Ein zentraler Aspekt, der dabei nie aus den Augen verloren werden sollte, ist die Unternehmenskultur. Wir haben durch unsere Regelung verhindert, dass es eine Kluft zwischen den Mitarbeitenden gibt, deren Tätigkeiten keine physische Anwesenheit im Büro erfordern, und denen, deren Aufgaben einen regelmäßigen Büroeinsatz notwendig machen. Dieser Aspekt ist besonders wichtig, um eine einheitliche Kultur zu wahren und zu vermeiden, dass unterschiedliche Arbeitsmodelle zu Spannungen führen.
Letztlich gibt es kein universelles Rezept dafür, wie Homeoffice und Remote-Arbeit umgesetzt werden sollten. Jedes Unternehmen muss für sich selbst entscheiden, was möglich und sinnvoll ist, wobei auch Compliance- und Vertraulichkeitsaspekte berücksichtigt werden müssen. In einigen Fällen mag es unproblematisch sein, von überall aus zu arbeiten, während in anderen Situationen striktere Anforderungen bestehen.
Welche Highlights sind von Digital Realty Österreich im kommenden Jahr zu erwarten?

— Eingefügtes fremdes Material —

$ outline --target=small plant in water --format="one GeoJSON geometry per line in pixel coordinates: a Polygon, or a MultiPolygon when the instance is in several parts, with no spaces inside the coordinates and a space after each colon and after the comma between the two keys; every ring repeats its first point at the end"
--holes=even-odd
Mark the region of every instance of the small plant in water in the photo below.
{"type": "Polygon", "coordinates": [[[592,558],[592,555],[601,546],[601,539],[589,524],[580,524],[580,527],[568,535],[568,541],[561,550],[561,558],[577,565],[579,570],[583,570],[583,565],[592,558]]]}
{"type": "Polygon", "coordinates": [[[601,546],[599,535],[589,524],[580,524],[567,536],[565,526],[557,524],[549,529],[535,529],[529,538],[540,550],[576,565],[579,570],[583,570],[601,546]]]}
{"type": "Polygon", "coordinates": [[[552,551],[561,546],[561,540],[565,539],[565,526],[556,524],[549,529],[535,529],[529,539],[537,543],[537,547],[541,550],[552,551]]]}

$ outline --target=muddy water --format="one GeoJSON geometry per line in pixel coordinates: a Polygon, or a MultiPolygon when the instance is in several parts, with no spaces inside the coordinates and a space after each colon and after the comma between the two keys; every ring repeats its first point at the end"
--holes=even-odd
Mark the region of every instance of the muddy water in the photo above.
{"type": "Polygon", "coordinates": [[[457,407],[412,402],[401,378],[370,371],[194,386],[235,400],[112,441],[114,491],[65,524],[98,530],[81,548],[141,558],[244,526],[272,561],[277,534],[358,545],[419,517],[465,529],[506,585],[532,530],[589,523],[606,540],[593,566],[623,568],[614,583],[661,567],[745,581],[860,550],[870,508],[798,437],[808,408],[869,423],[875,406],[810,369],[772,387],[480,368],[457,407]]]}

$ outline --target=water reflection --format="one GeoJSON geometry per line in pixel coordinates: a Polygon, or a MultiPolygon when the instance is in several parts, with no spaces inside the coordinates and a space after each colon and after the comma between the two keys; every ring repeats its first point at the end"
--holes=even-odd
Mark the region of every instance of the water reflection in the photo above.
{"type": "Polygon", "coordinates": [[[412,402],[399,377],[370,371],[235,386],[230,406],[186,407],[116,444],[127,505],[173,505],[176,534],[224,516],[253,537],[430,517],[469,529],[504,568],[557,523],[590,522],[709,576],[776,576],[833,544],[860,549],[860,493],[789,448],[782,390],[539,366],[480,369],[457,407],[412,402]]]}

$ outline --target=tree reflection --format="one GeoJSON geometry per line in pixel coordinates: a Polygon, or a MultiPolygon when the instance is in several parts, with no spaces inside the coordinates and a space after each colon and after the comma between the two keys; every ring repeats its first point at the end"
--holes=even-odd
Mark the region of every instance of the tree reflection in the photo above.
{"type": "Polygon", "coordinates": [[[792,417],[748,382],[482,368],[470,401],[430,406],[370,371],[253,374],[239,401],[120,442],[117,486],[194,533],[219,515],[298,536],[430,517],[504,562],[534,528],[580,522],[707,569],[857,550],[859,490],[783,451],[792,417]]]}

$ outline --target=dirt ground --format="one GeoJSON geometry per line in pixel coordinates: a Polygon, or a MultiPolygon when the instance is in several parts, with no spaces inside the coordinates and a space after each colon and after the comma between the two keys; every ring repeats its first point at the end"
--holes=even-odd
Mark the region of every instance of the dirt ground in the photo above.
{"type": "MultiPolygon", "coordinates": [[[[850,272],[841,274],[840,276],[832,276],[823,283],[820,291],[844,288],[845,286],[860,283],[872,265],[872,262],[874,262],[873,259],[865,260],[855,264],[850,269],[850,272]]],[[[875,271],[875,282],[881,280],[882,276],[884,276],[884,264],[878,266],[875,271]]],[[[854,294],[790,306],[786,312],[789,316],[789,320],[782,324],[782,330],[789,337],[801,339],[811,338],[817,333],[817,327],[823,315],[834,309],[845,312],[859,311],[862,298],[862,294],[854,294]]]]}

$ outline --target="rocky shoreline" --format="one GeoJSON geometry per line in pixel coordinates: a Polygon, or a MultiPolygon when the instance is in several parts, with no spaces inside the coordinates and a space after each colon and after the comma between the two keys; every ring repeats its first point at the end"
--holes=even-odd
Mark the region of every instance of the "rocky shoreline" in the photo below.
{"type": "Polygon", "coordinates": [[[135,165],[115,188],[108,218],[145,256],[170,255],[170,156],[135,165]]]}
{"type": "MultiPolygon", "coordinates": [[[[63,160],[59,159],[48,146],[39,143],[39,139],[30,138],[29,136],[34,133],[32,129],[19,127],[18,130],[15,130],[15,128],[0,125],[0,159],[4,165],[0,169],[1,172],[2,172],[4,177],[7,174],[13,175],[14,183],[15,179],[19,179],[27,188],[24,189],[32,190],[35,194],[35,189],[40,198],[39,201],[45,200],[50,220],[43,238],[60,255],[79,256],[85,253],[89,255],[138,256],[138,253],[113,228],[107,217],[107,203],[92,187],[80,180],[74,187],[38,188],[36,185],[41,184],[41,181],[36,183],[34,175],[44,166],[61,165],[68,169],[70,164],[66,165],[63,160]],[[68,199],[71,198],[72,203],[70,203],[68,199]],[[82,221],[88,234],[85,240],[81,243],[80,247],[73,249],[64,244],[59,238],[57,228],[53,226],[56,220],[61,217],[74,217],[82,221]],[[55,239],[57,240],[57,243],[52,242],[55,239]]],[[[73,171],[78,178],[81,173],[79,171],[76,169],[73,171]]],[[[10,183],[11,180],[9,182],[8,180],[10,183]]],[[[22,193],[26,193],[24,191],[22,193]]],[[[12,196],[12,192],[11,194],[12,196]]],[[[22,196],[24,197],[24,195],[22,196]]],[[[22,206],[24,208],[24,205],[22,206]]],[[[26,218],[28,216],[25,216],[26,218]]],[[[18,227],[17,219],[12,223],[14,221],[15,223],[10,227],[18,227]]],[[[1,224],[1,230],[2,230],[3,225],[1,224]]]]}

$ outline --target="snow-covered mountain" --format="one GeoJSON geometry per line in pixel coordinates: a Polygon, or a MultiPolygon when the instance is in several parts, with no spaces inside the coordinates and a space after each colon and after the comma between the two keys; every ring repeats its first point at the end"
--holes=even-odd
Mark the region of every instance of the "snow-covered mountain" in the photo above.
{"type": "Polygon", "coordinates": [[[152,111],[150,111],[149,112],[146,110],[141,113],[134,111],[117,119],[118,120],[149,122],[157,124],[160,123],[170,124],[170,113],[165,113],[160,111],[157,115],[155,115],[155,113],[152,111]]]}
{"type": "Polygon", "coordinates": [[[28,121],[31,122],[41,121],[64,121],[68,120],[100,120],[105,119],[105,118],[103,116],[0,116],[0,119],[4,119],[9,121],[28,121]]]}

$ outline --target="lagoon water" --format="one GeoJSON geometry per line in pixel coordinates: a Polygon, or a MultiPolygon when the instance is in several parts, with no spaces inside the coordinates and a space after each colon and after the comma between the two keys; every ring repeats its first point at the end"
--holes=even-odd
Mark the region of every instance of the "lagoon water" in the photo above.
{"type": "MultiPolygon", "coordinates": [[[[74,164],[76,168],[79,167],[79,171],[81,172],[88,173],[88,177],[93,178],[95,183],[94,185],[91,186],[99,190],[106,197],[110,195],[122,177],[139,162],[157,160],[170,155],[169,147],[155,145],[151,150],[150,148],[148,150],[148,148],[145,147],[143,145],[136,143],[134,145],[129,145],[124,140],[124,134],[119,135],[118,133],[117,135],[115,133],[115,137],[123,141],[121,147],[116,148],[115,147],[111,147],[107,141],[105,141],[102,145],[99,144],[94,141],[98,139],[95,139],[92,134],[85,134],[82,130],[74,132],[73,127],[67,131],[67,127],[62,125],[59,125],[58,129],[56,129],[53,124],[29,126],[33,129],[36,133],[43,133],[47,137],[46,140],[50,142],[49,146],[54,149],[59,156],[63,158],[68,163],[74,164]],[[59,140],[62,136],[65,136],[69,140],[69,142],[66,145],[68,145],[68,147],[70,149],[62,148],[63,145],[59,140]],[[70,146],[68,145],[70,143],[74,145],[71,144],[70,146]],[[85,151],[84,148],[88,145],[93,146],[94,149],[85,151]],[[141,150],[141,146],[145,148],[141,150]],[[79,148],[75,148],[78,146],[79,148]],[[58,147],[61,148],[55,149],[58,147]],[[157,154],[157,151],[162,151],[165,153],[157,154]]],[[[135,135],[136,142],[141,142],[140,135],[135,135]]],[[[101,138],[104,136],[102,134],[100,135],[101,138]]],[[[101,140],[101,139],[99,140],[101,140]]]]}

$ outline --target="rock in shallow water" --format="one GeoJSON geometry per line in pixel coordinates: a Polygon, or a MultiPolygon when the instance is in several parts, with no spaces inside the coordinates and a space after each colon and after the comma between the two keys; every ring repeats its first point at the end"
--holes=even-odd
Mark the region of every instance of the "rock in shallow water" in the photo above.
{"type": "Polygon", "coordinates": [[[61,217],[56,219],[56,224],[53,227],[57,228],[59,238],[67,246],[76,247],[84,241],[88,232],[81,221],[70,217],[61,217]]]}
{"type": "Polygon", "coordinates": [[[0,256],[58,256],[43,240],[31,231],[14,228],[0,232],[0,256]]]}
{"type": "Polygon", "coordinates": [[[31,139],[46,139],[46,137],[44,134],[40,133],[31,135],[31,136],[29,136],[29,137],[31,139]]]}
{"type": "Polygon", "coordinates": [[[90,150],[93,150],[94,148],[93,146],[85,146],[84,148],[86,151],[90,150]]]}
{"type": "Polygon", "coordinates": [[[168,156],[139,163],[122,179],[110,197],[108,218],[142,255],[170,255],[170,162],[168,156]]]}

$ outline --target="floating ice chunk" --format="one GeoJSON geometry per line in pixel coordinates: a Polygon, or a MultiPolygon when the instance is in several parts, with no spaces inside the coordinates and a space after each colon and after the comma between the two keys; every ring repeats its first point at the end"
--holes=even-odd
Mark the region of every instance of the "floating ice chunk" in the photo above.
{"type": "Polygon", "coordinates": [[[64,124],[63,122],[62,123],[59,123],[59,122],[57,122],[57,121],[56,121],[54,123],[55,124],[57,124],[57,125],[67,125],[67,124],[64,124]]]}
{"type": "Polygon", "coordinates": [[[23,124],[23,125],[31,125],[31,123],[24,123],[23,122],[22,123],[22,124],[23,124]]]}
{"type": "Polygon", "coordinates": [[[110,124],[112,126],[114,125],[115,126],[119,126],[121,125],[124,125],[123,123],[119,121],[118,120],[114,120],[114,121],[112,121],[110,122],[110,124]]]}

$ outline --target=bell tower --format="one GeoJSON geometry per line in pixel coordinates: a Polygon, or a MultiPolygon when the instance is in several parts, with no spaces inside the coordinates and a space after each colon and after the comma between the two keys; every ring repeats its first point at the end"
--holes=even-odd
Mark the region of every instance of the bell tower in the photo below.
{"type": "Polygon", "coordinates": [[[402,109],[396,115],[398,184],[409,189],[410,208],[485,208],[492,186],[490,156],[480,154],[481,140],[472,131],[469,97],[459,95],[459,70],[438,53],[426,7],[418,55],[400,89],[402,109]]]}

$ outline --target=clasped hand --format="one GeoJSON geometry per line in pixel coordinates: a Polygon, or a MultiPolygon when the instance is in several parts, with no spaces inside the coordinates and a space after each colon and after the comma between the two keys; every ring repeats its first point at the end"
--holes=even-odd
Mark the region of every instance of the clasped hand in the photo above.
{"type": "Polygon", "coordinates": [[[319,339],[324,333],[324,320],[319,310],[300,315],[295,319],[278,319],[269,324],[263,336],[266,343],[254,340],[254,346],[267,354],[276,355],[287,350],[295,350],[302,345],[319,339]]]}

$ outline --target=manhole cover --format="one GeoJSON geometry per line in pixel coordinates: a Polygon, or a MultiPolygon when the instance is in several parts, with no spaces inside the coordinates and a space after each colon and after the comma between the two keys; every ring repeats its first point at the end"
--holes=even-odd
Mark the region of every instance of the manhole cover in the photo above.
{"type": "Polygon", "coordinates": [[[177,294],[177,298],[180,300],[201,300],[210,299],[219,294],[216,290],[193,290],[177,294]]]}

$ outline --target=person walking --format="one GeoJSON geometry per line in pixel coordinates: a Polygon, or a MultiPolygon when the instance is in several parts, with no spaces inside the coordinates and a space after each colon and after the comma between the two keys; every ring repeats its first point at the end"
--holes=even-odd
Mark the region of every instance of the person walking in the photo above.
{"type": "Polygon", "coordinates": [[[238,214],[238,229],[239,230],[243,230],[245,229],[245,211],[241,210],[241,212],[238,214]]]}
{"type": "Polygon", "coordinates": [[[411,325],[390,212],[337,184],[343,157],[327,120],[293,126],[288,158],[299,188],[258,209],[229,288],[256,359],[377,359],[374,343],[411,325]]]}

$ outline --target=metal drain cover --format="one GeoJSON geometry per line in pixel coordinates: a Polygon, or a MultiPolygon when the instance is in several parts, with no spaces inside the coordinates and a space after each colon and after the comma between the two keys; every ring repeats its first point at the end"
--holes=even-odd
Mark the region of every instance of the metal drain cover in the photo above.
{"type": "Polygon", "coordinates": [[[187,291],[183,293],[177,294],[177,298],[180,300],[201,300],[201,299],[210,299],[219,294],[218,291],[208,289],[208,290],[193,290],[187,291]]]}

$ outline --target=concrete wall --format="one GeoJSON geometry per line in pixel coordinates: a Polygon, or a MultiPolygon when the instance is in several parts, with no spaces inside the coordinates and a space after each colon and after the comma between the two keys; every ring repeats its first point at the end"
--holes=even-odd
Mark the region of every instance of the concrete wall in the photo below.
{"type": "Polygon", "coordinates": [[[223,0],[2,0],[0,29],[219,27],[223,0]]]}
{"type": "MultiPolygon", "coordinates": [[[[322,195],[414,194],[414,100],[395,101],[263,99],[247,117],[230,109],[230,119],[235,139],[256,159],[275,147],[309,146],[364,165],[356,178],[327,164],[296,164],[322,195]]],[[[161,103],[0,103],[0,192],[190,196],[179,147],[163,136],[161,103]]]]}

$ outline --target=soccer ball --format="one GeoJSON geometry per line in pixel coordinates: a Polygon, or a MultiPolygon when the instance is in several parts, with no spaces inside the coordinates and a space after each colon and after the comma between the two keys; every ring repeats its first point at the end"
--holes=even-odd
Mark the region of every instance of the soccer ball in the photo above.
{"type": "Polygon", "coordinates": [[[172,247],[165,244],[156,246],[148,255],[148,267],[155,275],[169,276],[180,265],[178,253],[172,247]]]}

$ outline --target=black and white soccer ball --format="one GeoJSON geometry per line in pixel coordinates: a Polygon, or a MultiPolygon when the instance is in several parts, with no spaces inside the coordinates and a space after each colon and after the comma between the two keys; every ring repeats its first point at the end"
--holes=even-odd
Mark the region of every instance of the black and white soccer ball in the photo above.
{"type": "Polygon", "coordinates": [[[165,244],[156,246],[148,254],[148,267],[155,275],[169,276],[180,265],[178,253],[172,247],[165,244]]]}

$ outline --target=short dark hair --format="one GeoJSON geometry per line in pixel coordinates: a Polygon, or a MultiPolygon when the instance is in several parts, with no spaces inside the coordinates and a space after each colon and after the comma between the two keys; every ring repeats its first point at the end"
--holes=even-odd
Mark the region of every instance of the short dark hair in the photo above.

Wir setzen weiterhin konsequent auf unsere ESG-Ziele und arbeiten daran, unseren bestehenden Standort noch energieeffizienter und nachhaltiger zu gestalten. Ein herausragendes Projekt, das wir vor einigen Monaten gestartet haben, ist die Kooperation mit der Wien Energie und dem Krankenanstaltenverbund. Im Rahmen dieser Partnerschaft liefern wir Abwärme aus unserem Rechenzentrum an die Klinik Nord, um dort 70 Prozent des Wärmebedarfs zu decken. Darüber hinaus haben wir eine Photovoltaikanlage mit einer Leistung von über einem Megawatt-Peak installiert. Solche Initiativen werden auch 2025 fortgeführt, um den Standort noch umweltfreundlicher zu gestalten.
Ein weiteres Highlight ist die Entwicklung eines neuen, deutlich größeren Rechenzentrumsstandorts im 21. Bezirk. Dieser wird nicht nur den klassischen Colocation-Bedarf abdecken, sondern auch auf High-Performance-Computing und KI-Anwendungen ausgerichtet sein. Damit können wir österreichischen Unternehmen modernste Technologien zur Verfügung stellen, um die zuvor angesprochenen Themen auch hierzulande umzusetzen.